Front light. Just a basic bloiking $12

Rear light. A reflector works great and it's free

Kevlar belted street tires. Less rolloing resistence, safer faster, pretty good flat protection $60

Comfortable riding position. Upright handlebars($30) to keep your head up, not down id the racing position. Nice well adjusted

Fenders. Full coverage baby. $25

A bell, horn, whistle. $8

Repair kit to change flats and other minor emerengcy. $35

Rain jacket. $100+ You never know.
posted by specialk420 at 8:27 AM on April 14, 2004

Not owning a car, I biked virtually everywhere I went here in Asheville NC for more than a year -- until my bike got stolen. A good lock and a safe place to lock your bike up is vital if you are leaving your bike for any amount of time. At the risk of repeating what everyone else has said, here are some things that I found very helpful:

Ride assertively and obey traffic laws -- I see too many people around riding on the sidewalk. Riding on the sidewalk gives bikers a bad rep (plus its illegal in most places) and makes it much easier for motorists to ignore you. Don't let people in cars push you around and dont be afraid to ride in the middle of the lane, especially if it is a 4 lane road.

I wore a helmet for the first few weeks but soon abandoned it, though thats probably not really smart.
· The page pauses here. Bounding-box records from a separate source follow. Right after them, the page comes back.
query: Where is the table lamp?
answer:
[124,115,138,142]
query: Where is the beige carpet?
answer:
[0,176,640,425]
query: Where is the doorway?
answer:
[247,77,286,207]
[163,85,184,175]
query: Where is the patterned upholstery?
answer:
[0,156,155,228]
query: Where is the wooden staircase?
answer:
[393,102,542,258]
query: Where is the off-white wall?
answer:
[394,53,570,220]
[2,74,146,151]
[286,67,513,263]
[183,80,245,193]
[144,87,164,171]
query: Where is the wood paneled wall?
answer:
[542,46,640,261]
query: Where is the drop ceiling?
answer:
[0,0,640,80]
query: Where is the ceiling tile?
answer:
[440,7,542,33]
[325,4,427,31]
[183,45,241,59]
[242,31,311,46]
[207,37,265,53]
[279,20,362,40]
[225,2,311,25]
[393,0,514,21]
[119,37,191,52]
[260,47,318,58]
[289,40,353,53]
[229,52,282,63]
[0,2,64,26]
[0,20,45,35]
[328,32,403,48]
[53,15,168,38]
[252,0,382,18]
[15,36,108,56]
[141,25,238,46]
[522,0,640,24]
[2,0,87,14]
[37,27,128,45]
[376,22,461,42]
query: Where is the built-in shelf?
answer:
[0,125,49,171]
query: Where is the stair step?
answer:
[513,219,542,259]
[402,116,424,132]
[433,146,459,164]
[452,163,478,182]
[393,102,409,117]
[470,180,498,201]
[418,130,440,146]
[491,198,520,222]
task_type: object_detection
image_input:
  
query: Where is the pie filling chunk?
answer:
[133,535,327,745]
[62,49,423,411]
Also, I ditched the front headlight because I found it easier to see at night without the light, but back flashers are a must.

I rode on offroad tires because I would often take offroad routes as shortcuts, and they help in the mud and snow.
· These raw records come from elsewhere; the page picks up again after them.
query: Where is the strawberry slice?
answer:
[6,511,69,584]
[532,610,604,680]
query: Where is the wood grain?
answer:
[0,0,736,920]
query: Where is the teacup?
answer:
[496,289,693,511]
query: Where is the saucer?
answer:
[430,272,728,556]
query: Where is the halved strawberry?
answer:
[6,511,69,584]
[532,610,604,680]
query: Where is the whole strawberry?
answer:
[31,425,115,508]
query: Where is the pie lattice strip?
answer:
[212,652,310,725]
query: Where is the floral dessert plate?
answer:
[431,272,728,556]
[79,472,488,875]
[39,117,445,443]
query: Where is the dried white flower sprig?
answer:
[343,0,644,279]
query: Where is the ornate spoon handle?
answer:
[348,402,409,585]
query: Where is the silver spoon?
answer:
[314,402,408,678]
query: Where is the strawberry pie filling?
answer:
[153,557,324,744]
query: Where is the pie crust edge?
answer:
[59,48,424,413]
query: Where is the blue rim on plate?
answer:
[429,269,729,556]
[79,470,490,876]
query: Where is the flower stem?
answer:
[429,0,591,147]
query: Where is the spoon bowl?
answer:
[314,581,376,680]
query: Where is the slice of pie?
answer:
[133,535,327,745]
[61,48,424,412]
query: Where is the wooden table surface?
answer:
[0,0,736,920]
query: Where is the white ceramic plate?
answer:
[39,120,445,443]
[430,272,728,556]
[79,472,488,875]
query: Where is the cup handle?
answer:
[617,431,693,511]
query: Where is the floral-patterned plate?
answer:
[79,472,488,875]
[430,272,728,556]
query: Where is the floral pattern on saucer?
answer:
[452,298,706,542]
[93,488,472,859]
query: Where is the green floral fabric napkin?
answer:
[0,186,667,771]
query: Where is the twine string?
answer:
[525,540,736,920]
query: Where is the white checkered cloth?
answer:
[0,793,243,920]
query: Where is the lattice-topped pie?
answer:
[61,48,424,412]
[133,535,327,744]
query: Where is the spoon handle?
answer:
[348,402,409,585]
Fenders are a must but I never got a rainsuit because 1. I am poor 2. No matter the weather, I would sweat so much I would be soaked anyway.

I found all the gas stations with the free air and never really used a manual pump. Check your tire pressure often.
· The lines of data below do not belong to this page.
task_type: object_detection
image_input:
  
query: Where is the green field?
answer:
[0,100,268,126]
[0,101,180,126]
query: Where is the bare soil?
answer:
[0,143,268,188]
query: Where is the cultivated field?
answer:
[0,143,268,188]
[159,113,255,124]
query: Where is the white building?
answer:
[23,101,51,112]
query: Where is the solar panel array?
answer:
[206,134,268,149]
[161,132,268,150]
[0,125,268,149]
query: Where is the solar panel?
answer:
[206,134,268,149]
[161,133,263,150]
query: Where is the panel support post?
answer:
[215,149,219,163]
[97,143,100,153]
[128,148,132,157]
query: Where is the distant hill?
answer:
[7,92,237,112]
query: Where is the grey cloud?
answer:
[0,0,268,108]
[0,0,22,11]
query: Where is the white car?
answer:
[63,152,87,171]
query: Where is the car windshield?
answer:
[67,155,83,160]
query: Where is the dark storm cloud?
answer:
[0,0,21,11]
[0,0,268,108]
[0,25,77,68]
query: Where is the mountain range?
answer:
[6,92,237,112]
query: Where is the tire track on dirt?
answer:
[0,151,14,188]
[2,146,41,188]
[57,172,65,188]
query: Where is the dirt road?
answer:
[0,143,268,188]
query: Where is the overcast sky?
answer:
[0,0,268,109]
I never got a rack; I used a variety of bags but prefer my normal old eastpack backpack.

Finally, promote good biking practices and bicycle awareness among motorists. SHARE THE ROAD!

and laugh at the fat-asses in their SUV's with a cheeseburger in one hand and a cellphone in the other!
posted by headless at 11:21 AM on April 14, 2004 [1 favorite]

Just one note on the front light: it's not so you can see, it's so you can be seen.
posted by sixpack at 11:59 AM on April 14, 2004

Just a note on sixpack's note:

There are two general classes of headlight: "beacon" lights are so that you can be seen; "beam" lights are so that you can see (and be seen, a nice side-benefit). Beacon lights are much cheaper and much dimmer.

If you know that you will always be on roads with plenty of streetlights, you may be able to get away with a beacon light. If your route takes you down, say, residential streets with little lighting, beacon lights aren't good enough.

Being seen from in front is at least as important as being seen from behind. Most naive cyclists worry most about "overtaking" collisions, where a car coming up from behind hits them. This is actually a rare kind of bike-vs-car accident; you are more likely to be hit by a car pulling out of a sidestreet or driveway, or turning from oncoming traffic into your path.

Riding farther out from the curb, using a powerful headlight, etc, will reduce your risk of these kinds of accidents. Riding on the sidewalk, riding against traffic, etc, all increase your risk of them.

I wear a helmet. I didn't always. Then I suffered a head injury in a bike wreck when I was just out running an errand. I got better (I think) after a couple days, but not being able to remember anything for more than 3 minutes is scary. I don't get all militant about helmets, but hey, if you can learn from my example, so much the better.